Australian Healthcare Solutions offers the full spectrum of CRO and technical support services required to seamlessly run your device trial in Australia and New Zealand geographies.

Our CRO services

Our CRO and technical support service offering is flexible. We can partner with you to fully manage your clinical trial from beginning to end or we can customise a suite of services to meet your specific trial needs:

  • Project management
  • Key Opinion Leader and site identification
  • Preparation Ethics (HREC) submissions and amendments
  • Management regulatory requirements
  • Site initiation and training
  • Trial master file development and management
  • Clinical field support
  • Sponsorship facilitation
  • Monitoring
  • Subject recruitment
  • Study close out

Medtech specialists
Australian Healthcare Solutions (AHS) specialises in running medical technology trials. We work with medtech companies at any stage of their commercial journey. We are equipped to run small single site, first-in-human trials through to multi-centre sites within Australia and New Zealand. Similarly we are positioned to run the Australian arm of multi-national trials.
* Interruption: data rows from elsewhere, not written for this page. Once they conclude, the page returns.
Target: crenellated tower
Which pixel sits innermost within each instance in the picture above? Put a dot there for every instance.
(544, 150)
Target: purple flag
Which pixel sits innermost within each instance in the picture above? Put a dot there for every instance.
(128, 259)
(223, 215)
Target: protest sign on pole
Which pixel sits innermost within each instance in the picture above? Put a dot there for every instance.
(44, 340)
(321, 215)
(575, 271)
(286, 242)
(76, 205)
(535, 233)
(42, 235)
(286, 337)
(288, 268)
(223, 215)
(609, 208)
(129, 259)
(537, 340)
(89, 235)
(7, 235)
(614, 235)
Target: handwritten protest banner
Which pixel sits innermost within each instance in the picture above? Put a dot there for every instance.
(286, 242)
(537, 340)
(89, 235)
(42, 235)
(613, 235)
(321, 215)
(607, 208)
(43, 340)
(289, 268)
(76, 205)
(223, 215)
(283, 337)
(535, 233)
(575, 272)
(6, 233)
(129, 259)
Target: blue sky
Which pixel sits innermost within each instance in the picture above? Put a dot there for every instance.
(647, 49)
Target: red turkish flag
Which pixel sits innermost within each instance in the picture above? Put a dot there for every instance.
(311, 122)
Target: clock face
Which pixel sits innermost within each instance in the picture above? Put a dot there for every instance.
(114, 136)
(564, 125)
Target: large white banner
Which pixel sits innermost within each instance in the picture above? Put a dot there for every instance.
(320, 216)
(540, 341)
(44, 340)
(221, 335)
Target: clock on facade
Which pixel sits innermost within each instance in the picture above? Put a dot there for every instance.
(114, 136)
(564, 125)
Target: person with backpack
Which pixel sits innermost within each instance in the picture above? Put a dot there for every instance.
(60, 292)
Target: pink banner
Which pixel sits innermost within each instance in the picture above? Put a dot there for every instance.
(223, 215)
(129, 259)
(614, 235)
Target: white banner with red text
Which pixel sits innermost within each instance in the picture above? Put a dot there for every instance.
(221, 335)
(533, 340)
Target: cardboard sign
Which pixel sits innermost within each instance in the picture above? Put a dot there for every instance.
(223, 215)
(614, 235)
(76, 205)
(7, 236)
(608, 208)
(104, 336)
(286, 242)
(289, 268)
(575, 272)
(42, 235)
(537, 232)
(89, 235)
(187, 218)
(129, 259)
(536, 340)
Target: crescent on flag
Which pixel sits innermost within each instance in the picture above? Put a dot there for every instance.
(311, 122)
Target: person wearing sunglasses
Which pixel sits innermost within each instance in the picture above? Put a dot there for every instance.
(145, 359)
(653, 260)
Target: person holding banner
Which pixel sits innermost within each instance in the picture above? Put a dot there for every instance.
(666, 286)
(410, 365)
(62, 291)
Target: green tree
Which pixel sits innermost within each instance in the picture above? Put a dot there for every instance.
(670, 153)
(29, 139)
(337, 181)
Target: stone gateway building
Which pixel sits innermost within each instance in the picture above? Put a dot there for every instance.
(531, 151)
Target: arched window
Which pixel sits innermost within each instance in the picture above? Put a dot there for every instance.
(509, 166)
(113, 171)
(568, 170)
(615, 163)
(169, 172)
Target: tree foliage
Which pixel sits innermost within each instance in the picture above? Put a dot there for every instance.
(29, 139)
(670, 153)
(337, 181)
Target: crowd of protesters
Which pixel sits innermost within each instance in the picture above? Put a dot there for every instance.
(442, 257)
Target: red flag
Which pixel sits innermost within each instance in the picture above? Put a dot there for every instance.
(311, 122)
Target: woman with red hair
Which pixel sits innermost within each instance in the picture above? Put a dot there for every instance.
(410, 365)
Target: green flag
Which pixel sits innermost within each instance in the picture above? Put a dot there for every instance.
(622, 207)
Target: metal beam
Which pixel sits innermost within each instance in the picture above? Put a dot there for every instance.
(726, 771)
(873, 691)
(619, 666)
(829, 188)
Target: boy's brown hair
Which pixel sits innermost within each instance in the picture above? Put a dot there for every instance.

We work with device technologies across a broad clinical spectrum with specific clinical expertise and relationships in Respiratory, Cardiology, Cardiothoracics and Interventional Radiology spheres.

Quality and efficiency
At AHS delivering quality is our priority. Our clinical research services are all built on and delivered according to Good Clinical Practice (GCP) principles and standards. Our team of project managers, monitors and clinical support staff all practice according to GCP standard.  They are experts in their fields with clinical experience matched to your technology.

At AHS we know that getting a technology to trial start up and ultimately to market as quickly as possible is a key goal. At AHS our understanding of the device trial landscape in Australia and New Zealand coupled with the strength and depth of our relationships with physicians and trial sites and our familiarity with local HREC requirements enable us to efficiently navigate and manage trial processes.